I never had the privilege of meeting former President Ronald Reagan in person. But I always felt a connection to him through his daughter Maureen Reagan, whom in 1996 I had the good fortune to have dinner with. She was every bit as charming and engaging as her father, while looking very much like her mother, actress Jane Wyman. Most memorable from our time together was when I asked her what she thought her father’s biggest political asset was. She replied, “His political opponents always underestimated my father”. I asked her why she thought they did. “Because he was a Hollywood actor who didn’t attend a prestigious Ivy League university” she responded.
Indeed few Presidents have been as consistently underestimated as Reagan. He was viewed with considerable disdain by the Washington establishment because he was one of us – a patriotic, genuine man with a moral clarity grounded in Christianity and a deep belief in American exceptionalism. He believed in freedom, lower taxes, smaller and less-intrusive government, a strong defense and traditional American values – all positions that resonate with Joe the Plumber.
The 1970’s were dreadful – a time of rampant inflation, communism on the march, and Jimmy Carter’s incompetent handling of the domestic economy at home and the American hostage situation in Iran. Many Americans lost hope and felt our best years were behind us. Then Ronald Reagan took office in 1981. During his extraordinary eight years in office he revitalized the economy, defeated the Soviet Union without firing a shot, appointed constructionist judges who abide by the Constitution and most importantly, got government off the backs of citizens and revived the American spirit – all while contending with a Democrat controlled House of Representatives.

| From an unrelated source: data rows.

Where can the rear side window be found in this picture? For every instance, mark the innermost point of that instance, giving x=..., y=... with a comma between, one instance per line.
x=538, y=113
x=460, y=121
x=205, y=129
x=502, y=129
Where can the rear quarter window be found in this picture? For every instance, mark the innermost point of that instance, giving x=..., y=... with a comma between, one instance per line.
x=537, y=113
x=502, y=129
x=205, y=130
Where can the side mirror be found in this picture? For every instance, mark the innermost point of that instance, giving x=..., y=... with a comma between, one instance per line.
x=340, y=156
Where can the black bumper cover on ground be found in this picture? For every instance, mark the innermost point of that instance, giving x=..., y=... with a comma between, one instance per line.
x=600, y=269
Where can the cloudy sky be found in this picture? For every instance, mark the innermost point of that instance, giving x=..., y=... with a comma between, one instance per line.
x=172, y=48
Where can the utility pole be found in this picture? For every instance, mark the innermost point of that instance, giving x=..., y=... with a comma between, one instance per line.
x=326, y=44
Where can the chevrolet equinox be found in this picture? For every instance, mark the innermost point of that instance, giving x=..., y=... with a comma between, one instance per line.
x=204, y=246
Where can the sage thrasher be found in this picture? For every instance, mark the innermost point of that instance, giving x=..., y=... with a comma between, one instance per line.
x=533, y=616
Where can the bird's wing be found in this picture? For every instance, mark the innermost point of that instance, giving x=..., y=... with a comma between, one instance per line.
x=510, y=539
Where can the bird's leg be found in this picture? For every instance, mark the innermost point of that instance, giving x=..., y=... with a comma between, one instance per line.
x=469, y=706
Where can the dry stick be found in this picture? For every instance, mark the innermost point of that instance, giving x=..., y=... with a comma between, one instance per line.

His economic policies set the stage for a twenty-five year free market expansion – ending price controls, deregulating industries and slashing tax rates. The so-called “misery index” – unemployment plus inflation – had reached 21% by the end of Carter’s term. By the end of the Reagan presidency, it had plunged to around 9%. Americans of ALL economic stripes were better off during this economic renaissance – proving John Kennedy correct when he said; “A rising tide lifts all boats.”
One could argue that Reagan’s triumph in leading the U.S. to victory in the Cold War – the Soviet Union collapsed one year after he left office – was a greater victory than Franklin Roosevelt’s in World War II, because Reagan won the Cold War with half of the American establishment against him. And he did it without any loss of American lives. Incredible indeed.
Reagan also left a lasting mark on the judiciary. He elevated conservative William Rehnquist to Chief Justice and replaced him with Antonin Scalia. He also appointed the first female to the court in conservative Sandra Day O’Connor. By 1988 Reagan had replaced over half of the federal judges with conservative constructionist judges, who interpret the original meaning of the Constitution.
Perhaps Reagan’s greatest accomplishment was assuring us that it was morning again in America – he renewed our faith in America and each other. Reagan truly believed in America and the American people. He understood that the solutions do not lie with government or politicians – rather answers can be found by looking to the American people. As Reagan once said: “You can see heroes every day going in and out of factory gates. Their values sustain our national life.” Reagan didn’t promise to do great things for us. He showed us that great things came from within us. This is truly the essence of Ronald Reagan and his legacy. I miss him.